Sous l’impulsion de son président Bougar Diouf, l’Union des panafricanistes sénégalais (Ups) a exprimé ses « chaleureuses et fraternelles félicitations » au chef de l’État burundais pour avoir porté, au nom de l’Union Africaine, la candidature de l’ancien président sénégalais Macky Sall au poste de secrétaire général des Nations-Unies.
L’initiative diplomatique ne passe pas inaperçue. Dans une déclaration rendue publique, l’Union des panafricanistes sénégalais (Ups) a tenu à magnifier l’engagement de Évariste Ndayishimiye, président de la République du Burundi et président en exercice de l’Union Africaine, pour avoir officiellement porté le dossier de candidature de Macky Sall au poste de secrétaire général de l’Organisation des Nations-Unies. Sous l’impulsion de son président Bougar Diouf, l’organisation panafricaniste considère cet acte comme « un jalon historique » pour le continent africain. Elle y voit l’illustration d’une Afrique qui assume pleinement ses responsabilités et entend occuper toute sa place dans les sphères décisionnelles internationales.
Un acte fort au nom du continent
Pour l’Ups, le dépôt officiel de la candidature de Macky Sall par le Président burundais dépasse le simple cadre protocolaire. Il incarne, selon elle, « la volonté affirmée de l’Afrique de s’inscrire pleinement dans les instances de gouvernance mondiale et de contribuer à la redéfinition d’un multilatéralisme plus juste et plus représentatif des réalités du Sud global ». L’organisation souligne que, en agissant au nom de l’Union Africaine, « Évariste Ndayishimiye pose un acte de solidarité continentale ». À ses yeux, ce geste traduit une cohésion politique autour d’une ambition commune, « celle de voir un Africain accéder à la plus haute fonction administrative des Nations-Unies » dit-il.
Dans un contexte international marqué par de profondes recompositions géopolitiques, l’Ups estime que cette démarche envoie un signal fort. Elle témoigne d’une Afrique consciente de son potentiel diplomatique, riche de son expérience en matière de médiation, de gestion des crises et de construction institutionnelle.

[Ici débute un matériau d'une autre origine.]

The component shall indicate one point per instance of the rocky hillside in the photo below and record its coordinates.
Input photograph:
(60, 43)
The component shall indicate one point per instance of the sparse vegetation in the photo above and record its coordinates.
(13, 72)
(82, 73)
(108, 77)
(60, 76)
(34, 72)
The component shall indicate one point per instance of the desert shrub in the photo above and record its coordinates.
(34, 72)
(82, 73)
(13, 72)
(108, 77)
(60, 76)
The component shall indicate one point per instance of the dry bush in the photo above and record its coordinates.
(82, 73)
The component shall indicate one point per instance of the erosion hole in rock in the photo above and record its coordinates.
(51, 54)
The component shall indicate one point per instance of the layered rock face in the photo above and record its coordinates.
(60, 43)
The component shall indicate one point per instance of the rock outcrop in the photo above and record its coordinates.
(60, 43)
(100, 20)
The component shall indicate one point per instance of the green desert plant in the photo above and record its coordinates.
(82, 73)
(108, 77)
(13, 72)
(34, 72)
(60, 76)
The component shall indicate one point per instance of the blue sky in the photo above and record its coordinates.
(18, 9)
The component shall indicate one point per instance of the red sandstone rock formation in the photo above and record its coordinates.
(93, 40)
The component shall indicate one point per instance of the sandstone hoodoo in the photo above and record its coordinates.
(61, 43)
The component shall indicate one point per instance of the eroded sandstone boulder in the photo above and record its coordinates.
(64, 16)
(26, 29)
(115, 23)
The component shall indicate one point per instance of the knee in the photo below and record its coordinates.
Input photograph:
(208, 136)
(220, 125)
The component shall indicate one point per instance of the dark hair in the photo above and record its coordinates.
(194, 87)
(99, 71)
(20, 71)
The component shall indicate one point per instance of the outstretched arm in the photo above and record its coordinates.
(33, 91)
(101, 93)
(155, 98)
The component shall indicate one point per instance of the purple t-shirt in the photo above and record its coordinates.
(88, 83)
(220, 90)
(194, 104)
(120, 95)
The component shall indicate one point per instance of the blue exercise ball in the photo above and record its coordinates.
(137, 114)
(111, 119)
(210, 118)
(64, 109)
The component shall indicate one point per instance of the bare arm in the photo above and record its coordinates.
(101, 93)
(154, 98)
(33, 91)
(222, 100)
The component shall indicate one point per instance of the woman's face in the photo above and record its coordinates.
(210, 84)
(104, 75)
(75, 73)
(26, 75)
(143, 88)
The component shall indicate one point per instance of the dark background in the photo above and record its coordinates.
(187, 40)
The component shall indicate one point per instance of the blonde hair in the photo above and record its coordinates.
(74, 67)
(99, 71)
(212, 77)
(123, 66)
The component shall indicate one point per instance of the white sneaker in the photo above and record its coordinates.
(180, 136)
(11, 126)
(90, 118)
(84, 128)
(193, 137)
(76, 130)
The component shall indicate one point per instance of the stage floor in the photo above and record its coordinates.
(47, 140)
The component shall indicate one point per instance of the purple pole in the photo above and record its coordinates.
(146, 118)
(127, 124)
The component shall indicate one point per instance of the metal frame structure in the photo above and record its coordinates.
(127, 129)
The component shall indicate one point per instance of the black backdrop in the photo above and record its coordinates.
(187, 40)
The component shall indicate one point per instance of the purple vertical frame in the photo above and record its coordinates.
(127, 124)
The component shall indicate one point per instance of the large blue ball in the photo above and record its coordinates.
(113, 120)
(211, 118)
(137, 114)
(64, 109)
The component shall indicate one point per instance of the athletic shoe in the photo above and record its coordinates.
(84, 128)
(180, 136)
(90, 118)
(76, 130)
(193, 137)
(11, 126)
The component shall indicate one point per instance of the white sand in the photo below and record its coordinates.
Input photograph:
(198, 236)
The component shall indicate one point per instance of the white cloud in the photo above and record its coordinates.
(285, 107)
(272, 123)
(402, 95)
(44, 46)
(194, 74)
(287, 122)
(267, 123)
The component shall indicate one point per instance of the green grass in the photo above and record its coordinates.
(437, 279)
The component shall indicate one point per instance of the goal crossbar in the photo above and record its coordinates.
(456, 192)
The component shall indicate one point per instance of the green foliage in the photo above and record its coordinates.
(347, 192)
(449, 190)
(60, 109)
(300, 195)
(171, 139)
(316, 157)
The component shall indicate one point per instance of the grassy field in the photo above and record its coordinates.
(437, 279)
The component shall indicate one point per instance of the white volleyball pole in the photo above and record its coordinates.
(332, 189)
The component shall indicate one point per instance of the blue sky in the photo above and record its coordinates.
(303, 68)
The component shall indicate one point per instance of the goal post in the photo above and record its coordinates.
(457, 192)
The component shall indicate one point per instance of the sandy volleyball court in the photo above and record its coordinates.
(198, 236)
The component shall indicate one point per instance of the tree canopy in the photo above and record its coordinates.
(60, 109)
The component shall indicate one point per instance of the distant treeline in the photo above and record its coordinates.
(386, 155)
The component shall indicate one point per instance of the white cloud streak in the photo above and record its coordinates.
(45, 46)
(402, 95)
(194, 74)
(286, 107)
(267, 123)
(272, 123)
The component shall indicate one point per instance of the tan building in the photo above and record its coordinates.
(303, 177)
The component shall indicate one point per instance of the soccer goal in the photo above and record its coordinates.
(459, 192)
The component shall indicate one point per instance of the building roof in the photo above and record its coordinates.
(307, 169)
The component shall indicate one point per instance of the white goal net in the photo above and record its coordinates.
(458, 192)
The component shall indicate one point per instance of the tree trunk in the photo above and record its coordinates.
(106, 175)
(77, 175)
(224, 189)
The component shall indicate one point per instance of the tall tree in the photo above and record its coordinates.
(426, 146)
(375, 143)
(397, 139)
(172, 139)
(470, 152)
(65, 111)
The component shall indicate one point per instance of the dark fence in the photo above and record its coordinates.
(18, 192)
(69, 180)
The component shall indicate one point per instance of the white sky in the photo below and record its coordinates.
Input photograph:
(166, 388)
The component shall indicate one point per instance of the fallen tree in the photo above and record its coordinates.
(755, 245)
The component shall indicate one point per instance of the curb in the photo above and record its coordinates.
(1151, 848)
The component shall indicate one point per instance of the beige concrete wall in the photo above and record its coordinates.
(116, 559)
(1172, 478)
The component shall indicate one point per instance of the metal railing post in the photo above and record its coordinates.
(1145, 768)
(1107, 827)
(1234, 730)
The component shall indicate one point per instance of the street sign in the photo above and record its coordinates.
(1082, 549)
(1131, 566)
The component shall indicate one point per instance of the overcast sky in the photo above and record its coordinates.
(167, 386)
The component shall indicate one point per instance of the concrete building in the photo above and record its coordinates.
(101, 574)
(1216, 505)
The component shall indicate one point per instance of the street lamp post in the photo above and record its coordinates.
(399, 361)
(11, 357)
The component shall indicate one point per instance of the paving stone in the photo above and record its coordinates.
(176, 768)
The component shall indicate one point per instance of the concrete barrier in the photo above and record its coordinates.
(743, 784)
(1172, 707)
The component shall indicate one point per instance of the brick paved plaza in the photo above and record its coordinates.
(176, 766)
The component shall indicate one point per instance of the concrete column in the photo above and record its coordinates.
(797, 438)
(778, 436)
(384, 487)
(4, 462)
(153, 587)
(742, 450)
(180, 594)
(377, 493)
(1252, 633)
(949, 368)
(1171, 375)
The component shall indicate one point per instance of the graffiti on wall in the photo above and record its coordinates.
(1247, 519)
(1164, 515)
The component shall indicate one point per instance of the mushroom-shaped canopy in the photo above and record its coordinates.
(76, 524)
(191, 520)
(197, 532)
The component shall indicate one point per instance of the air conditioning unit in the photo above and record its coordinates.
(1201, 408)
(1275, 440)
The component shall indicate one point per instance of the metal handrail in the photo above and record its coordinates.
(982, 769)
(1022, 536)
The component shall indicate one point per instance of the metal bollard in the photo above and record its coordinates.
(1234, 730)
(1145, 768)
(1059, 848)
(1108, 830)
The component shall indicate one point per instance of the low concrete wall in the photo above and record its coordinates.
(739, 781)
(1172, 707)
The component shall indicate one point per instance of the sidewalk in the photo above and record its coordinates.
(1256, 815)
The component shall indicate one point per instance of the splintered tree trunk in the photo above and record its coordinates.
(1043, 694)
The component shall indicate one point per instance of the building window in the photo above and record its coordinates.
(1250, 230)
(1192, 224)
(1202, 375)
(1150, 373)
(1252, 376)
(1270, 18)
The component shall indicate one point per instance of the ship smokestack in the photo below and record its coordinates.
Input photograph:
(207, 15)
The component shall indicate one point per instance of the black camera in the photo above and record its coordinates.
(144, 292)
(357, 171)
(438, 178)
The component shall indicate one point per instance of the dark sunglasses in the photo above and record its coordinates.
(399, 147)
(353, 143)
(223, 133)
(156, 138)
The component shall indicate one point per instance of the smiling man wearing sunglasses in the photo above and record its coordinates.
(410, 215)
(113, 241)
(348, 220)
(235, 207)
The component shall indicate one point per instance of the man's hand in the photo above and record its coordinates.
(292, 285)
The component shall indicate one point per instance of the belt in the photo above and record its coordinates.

Une ambition panafricaine assumée
L’Union des panafricanistes sénégalais considère que « la candidature de Macky Sall symbolise une ambition collective. Au-delà de la trajectoire personnelle de l’ancien chef de l’État sénégalais, c’est la capacité du continent à porter un leadership crédible sur les grandes questions mondiales qui est mise en avant ». « Paix et sécurité internationales, justice globale, développement durable, réforme des institutions multilatérales, autant de dossiers sur lesquels l’Afrique entend peser davantage ». Ainsi pour l’Ups, « l’accession d’un africain au secrétariat général de l’ONU constituerait une avancée majeure dans la quête d’un ordre international plus équilibré ».
Bougar Diouf et ses camarades voient dans l’initiative burundaise une manifestation concrète de l’idéal panafricaniste. Selon eux, elle illustre la nécessité d’une solidarité active entre États africains pour défendre des intérêts stratégiques communs sur la scène internationale.
Un geste salué depuis Dakar qui s’emmure dans un silence assourdissant
Dans son communiqué, l’Ups insiste sur le caractère « courageux et visionnaire de la démarche du président burundais ». Elle estime que « le fait qu’un chef d’État africain porte cette candidature au nom du continent, dans un esprit d’unité, renforce la crédibilité de la démarche ». Pour l’organisation, « cette initiative honore non seulement le Burundi, mais l’ensemble du continent. Elle confirme que l’Union Africaine peut être un cadre efficace de coordination diplomatique et de projection stratégique ». Réaffirmant son engagement en faveur d’une Afrique « souveraine, unie et influente », l’Union des panafricanistes sénégalais appelle à soutenir cette dynamique continentale. À ses yeux, « la candidature de Macky Sall, désormais portée par l’Union africaine, dépasse les frontières nationales et s’inscrit dans une ambition collective celle d’un continent décidé à écrire une nouvelle page de son histoire diplomatique », conclut le professeur d’université.